La PBOC a complété cet environnement en abaissant les réserves obligatoires, en réduisant les taux directeurs et en maintenant une politique ciblée d’assouplissement du crédit – des mesures qui préservent la stabilité financière tout en fournissant suffisamment de liquidités pour amortir le ralentissement. Ensemble, un RMB plus stable et un contexte mondial plus accommodant ont créé de modestes vents favorables à la coordination politique de la Chine.

Réformer pour la croissance est plus difficile que mener une guerre commerciale

L’effet net jusqu’à la fin de 2025 est une économie chinoise qui continue de croître sensiblement plus rapidement que celle de nombreux pairs, mais plus lentement que son propre passé.
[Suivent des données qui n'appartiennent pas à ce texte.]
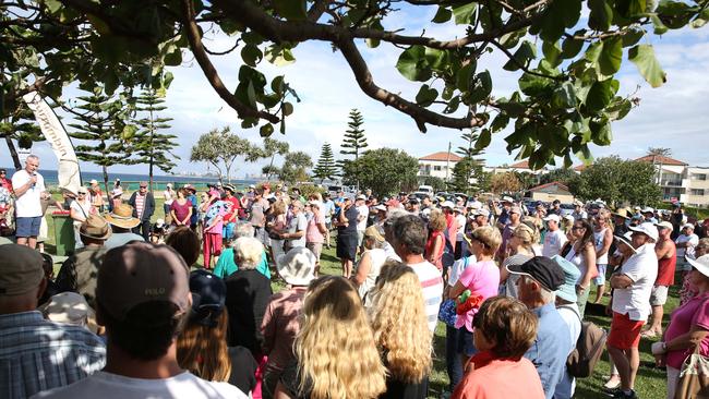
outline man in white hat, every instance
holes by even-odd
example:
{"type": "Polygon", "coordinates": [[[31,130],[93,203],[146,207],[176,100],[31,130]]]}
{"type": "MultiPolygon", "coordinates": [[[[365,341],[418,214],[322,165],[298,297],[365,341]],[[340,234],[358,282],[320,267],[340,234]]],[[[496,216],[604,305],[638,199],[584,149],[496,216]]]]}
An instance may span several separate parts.
{"type": "Polygon", "coordinates": [[[300,331],[300,316],[308,285],[315,278],[315,255],[305,247],[295,247],[278,256],[276,268],[290,289],[271,297],[261,330],[263,351],[268,356],[264,367],[262,392],[273,398],[284,368],[293,361],[293,341],[300,331]]]}
{"type": "Polygon", "coordinates": [[[79,292],[95,307],[96,274],[108,251],[104,243],[111,237],[108,222],[98,215],[91,215],[79,230],[84,246],[74,252],[61,265],[55,281],[60,292],[79,292]]]}
{"type": "Polygon", "coordinates": [[[676,249],[670,238],[672,235],[672,223],[661,221],[658,227],[658,243],[654,245],[654,253],[658,256],[658,277],[652,286],[650,305],[652,306],[652,323],[641,336],[654,338],[662,335],[663,306],[668,302],[668,291],[674,285],[674,270],[676,266],[676,249]]]}
{"type": "Polygon", "coordinates": [[[546,234],[544,234],[542,255],[546,257],[558,255],[562,246],[568,241],[566,234],[558,228],[561,218],[556,214],[551,214],[542,220],[546,222],[546,234]]]}
{"type": "Polygon", "coordinates": [[[638,344],[640,330],[650,314],[650,295],[658,276],[654,244],[659,239],[657,227],[650,222],[630,227],[636,254],[611,276],[613,291],[613,321],[608,337],[608,351],[621,376],[621,388],[615,398],[635,398],[635,376],[640,364],[638,344]]]}
{"type": "Polygon", "coordinates": [[[682,270],[682,278],[692,270],[692,265],[685,259],[685,256],[693,257],[694,249],[699,243],[699,237],[694,233],[694,225],[685,223],[682,226],[682,233],[674,241],[677,246],[677,268],[682,270]]]}

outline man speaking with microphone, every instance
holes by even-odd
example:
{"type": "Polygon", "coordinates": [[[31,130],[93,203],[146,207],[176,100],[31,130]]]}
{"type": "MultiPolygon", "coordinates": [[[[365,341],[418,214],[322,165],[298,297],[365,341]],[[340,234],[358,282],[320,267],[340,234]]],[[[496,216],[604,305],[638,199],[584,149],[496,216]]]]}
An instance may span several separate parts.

La résilience de la Chine a fait gagner du temps à ses dirigeants, mais les déséquilibres sous-jacents ne sont toujours pas résolus.

Plus les décideurs tarderont à entreprendre des réformes structurelles significatives, en particulier celles qui sont nécessaires pour accroître les revenus des ménages, restaurer la confiance du secteur privé et réduire la dépendance à l'égard d'une croissance tirée par l'investissement, plus ces déséquilibres pèseront sur le potentiel à long terme du pays. Pékin a peut-être appris à naviguer dans une guerre tarifaire avec les États-Unis, mais le véritable test réside dans sa capacité à passer d’une posture défensive à un nouveau modèle de croissance durable.